Here are two blonde jokes. The first is a "smart" blonde joke and was sent to me by my friend Thea. The second is a "dumb" blonde joke, sent by Ellen.
So here’s the smart blonde:
A blonde walks into a bank in New York City and asks to see the loan officer. She says she’s going to Europe on business for two weeks and needs to borrow $5,000.
The bank officer says the bank will need some kind of security for the loan, so the blonde hands over the keys to a new Mercedes Benz SL 500. The car is parked in front of the bank. She has the title and everything checks out.
The bank agrees to accept the car as collateral for the loan. The bank’s president and its officers all quietly enjoy a good laugh at the blonde’s expense for using a $110,000 car as collateral against a $5,000 loan. An employee of the bank then proceeds to drive the Mercedes into the bank’s underground garage and parks it there.
Two weeks later the blonde returns. She pays the $5,000 and the interest, which comes to $15.41.
The loan officer says, "Miss we are very happy to have had your business, and this transaction has worked out very nicely, but we are a little puzzled. While you were away we checked you out and found out that you are a multimillionaire. We’re wondering why you bothered to borrow $5,000?"
The blonde replies, "Where else in New York City can I park my car for two weeks for only $15.41and expect it to be there when I return?"
That’s the smart blonde joke, courtesy of Thea. Here’s the dumb blonde, from my friend Ellen:
A blonde walks into the pharmacy and asks for some rectum deodorant.
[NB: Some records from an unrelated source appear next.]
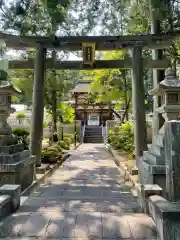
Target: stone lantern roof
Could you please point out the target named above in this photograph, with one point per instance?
(82, 86)
(170, 83)
(7, 86)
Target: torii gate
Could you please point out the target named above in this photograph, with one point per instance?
(103, 43)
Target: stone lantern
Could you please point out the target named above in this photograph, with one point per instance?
(17, 166)
(169, 91)
(152, 169)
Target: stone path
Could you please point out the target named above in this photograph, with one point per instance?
(84, 199)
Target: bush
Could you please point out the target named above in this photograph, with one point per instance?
(51, 154)
(20, 132)
(122, 137)
(68, 141)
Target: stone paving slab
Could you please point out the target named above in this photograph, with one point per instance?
(86, 198)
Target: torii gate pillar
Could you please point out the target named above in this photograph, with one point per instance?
(138, 97)
(38, 104)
The pharmacist is a bit amused by this and explains that they don’t sell rectum deodorant and there’s no such thing.
Unfazed, the blonde aAsures the pharmacist that she has been buying the stuff from this store on a regular basis and would like some more . "I’m sorry," the pharmacist says, "we don’t have any."
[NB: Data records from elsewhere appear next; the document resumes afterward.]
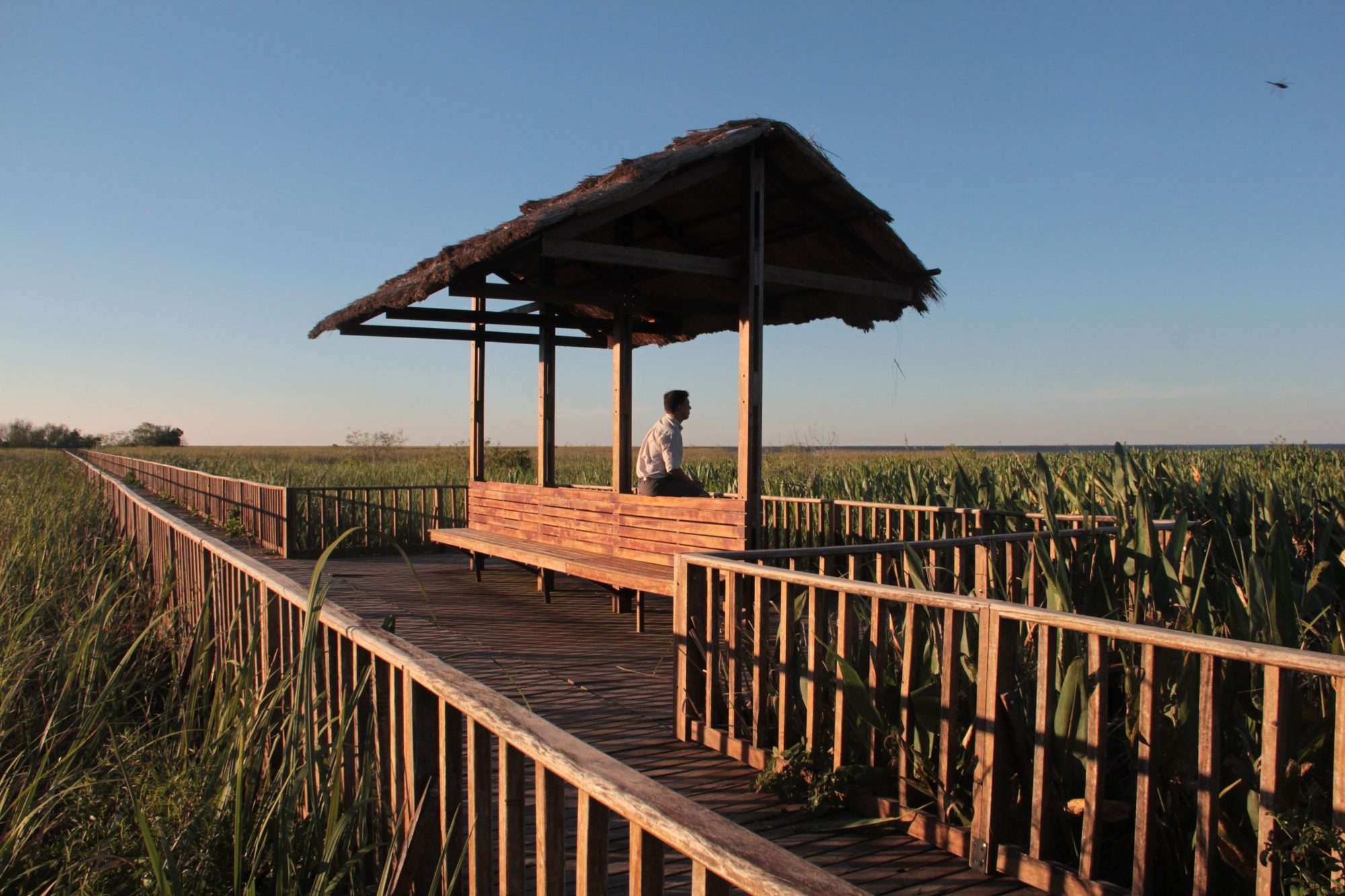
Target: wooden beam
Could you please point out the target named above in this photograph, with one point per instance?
(622, 380)
(751, 321)
(547, 403)
(837, 283)
(665, 326)
(533, 294)
(730, 268)
(493, 318)
(622, 405)
(477, 438)
(666, 188)
(469, 335)
(633, 257)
The blonde is now a little indignant and says "but I always buy it here." "Do you have the container it came in?" says the pharmacist. "Sure" says the blonde, "I’ll go home and get it."
She returns with the container and hands it to the pharmacist who looks at it and says to her "This is just an ordinary stick of underarm deodorant." Annoyed the blonde snatches it back, and reads out loud from the container "TO APPLY PUSH UP BOTTOM"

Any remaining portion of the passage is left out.